As a simple example to demonstrate loading extensions into the Runner, we’ll create an extension that will count how many requests have been made to a service, and another extension to report that number via a custom admin API endpoint. Here is all the code required for the extensions:
RequestCountingAdminApiExtensionFactory.java
package com.example;

import com.github.tomakehurst.wiremock.admin.Router;
import com.github.tomakehurst.wiremock.extension.AdminApiExtension;
import com.github.tomakehurst.wiremock.extension.Extension;
import com.github.tomakehurst.wiremock.extension.ExtensionFactory;
import com.github.tomakehurst.wiremock.extension.Parameters;
import com.github.tomakehurst.wiremock.extension.ServeEventListener;
import com.github.tomakehurst.wiremock.extension.WireMockServices;
import com.github.tomakehurst.wiremock.http.Body;
import com.github.tomakehurst.wiremock.http.RequestMethod;
import com.github.tomakehurst.wiremock.http.ResponseDefinition;
import com.github.tomakehurst.wiremock.stubbing.ServeEvent;
import java.util.List;
import java.util.concurrent.atomic.AtomicInteger;

public class RequestCountingAdminApiExtensionFactory implements ExtensionFactory {
    @Override
    public List<Extension> create(WireMockServices services) {
        var count = new AtomicInteger(0);
        return List.of(new RequestCountingAdminApi(count), new RequestCounter(count));
    }

    static class RequestCounter implements ServeEventListener {
        private final AtomicInteger count;

        public RequestCounter(AtomicInteger count) {
            this.count = count;
        }

        @Override
        public String getName() {
            return "request-counter";
        }

        public void afterComplete(ServeEvent serveEvent, Parameters parameters) {
            count.incrementAndGet();
        }
    }

    static class RequestCountingAdminApi implements AdminApiExtension {
        private final AtomicInteger count;

        public RequestCountingAdminApi(AtomicInteger count) {
            this.count = count;
        }

        public String getName() {
            return "request-counting-admin-api";
        }

        @Override
        public void contributeAdminApiRoutes(Router router) {
            router.add(RequestMethod.GET, "/request-count", (admin, serveEvent, pathParams) ->
                    new ResponseDefinition.Builder().setStatus(200).setBody(new Body(Integer.toString(count.get()))).build());
        }
    }
}
Place this code into a file in your working directory, along with a META-INF/services/com.github.tomakehurst.wiremock.extension.ExtensionFactory file with the following content:
com.example.RequestCountingAdminApiExtensionFactory
These files can be compiled to a jar file using the following commands:
javac -d . -cp <WIREMOCK_CORE_CLASSPATH_FILES...> RequestCountingAdminApiExtensionFactory.java
jar cf request-counting.jar com META-INF
The simplest way to obtain the appropriate WireMock core classpath files is to download the WireMock OSS standalone jar from the Maven Central repository.
For simplicity, this example uses off-the-shelf java* commands to compile a jar, but most extension projects will use a build tool like Gradle or Maven to generate the appropriate jar file(s).

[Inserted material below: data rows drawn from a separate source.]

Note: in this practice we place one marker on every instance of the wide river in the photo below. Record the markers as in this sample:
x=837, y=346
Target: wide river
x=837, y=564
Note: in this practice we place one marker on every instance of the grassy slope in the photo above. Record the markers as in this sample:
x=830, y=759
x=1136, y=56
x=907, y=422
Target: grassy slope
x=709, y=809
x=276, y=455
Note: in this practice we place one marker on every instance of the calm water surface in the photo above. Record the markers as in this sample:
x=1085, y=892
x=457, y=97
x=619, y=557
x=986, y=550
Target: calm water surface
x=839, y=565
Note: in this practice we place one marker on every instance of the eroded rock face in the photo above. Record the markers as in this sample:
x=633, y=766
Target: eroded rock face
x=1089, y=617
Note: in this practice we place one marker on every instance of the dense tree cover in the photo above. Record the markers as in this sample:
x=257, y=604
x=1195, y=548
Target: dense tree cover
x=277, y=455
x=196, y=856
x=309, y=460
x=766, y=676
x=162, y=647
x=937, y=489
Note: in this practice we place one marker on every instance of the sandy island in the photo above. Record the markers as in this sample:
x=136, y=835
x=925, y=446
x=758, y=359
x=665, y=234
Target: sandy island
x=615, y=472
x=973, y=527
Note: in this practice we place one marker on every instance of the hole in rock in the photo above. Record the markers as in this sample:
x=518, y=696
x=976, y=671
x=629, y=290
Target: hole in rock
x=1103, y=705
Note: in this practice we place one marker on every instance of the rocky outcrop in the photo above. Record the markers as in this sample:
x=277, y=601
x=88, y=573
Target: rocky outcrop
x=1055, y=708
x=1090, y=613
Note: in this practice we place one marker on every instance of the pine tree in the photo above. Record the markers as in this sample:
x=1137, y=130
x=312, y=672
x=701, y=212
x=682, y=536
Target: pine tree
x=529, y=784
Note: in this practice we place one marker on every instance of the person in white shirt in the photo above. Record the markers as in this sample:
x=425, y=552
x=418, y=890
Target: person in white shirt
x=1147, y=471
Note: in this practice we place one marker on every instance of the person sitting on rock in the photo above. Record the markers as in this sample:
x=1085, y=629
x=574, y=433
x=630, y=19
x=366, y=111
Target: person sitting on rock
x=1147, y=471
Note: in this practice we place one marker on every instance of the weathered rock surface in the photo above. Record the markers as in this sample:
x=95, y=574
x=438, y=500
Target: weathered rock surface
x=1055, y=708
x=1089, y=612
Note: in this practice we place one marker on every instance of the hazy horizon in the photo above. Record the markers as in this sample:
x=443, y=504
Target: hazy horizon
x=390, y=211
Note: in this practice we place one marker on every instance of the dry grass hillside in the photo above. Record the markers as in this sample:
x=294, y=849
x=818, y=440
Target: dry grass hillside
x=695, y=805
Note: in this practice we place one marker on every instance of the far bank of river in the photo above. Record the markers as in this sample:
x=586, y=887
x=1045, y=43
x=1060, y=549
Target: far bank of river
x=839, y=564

Examples of extension projects that use Gradle and Maven build tools are the WireMock JWT extension and the WireMock GraphQL extension. Once you have your jar file, place it in an extensions directory inside your .wiremock directory. Now start up the Runner in serve mode and make some requests to your services. Each service should now expose a custom admin API endpoint at GET /__admin/request-count that returns the number of requests that service has received.
curl http://localhost:8080/things/1
curl http://localhost:8080/things/2
curl http://localhost:8080/things/3

curl http://localhost:8080/__admin/request-count
3

Classpath isolation

Note that extension classes are loaded in an isolated fashion, meaning they do not have access to any classes not explicitly supplied in the extensions directory, with the exception of the WireMock core classes. Thus, if your extensions depend on Jackson for example, the appropriate Jackson jars must be supplied in the extensions directory. If WireMock core classes are supplied in the extensions directory, these will be ignored in favour of the WireMock core classes supplied by the Runner.